I also find that carrying around a laptop can render the bag quite rigid which, once again, is fine if you aren’t walking far but can prove uncomfortable for longer excursions.
For these reasons, I consider the Tote a more plausible solution for short outings or trips where you know you’ll be spending a lot of time in or close to the car. For anything more intensive, you’ll have better luck with a messenger bag, or better still, a comfortable backpack.
How much gear can I carry? A practical example
On Peak Design’s official website, there are a couple of images showing all the items you can fit inside the Tote if you make good use of every nook and cranny. While it is technically possible to pack this amount, your shoulder won’t thank you for it. This is why I’ve opted to show you how much gear you can carry around without compromising your comfort.

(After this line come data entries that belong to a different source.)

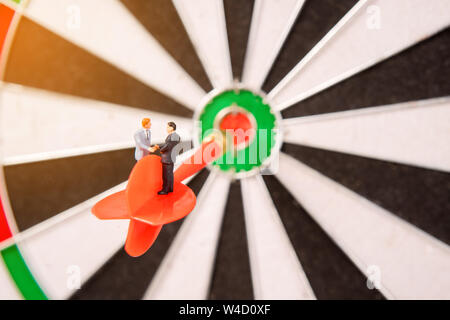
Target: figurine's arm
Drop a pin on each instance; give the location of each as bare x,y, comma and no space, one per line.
209,151
139,141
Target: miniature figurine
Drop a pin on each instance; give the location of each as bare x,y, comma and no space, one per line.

Since we own more Micro Four Thirds gear than anything else, this is what I’ll be using to demonstrate the holding capacity of the bag.
- Panasonic Lumix G85 with M.Zuiko 60mm f/2.8 attached
- Olympus M.Zuiko 12-40mm f/2.8 PRO
- Panasonic Leica 100-400mm f/4.0-6.3
- MacBook Air 15″
- Lens caps X2
- Business card holder
- Cleaning kit
- Lens cloth
You’ve got to hand it to Peak Design – the company knows how to take a worn-out concept and breathe new life into it, which is exactly what they’ve done with the Everyday Tote. By giving it adjustable compartments, you can transform it from a standard tote into a reliable carrying solution for your camera gear (and back again) in the blink of an eye.
That said, the Tote cannot replace a proper camera bag, especially if you regularly walk long distances on your photography outings. This is mainly because the handles and straps lack the proper padding. Rather, we can call it a bag that also makes room for a camera, which is more than enough for shorter outings or trips in the car with the family.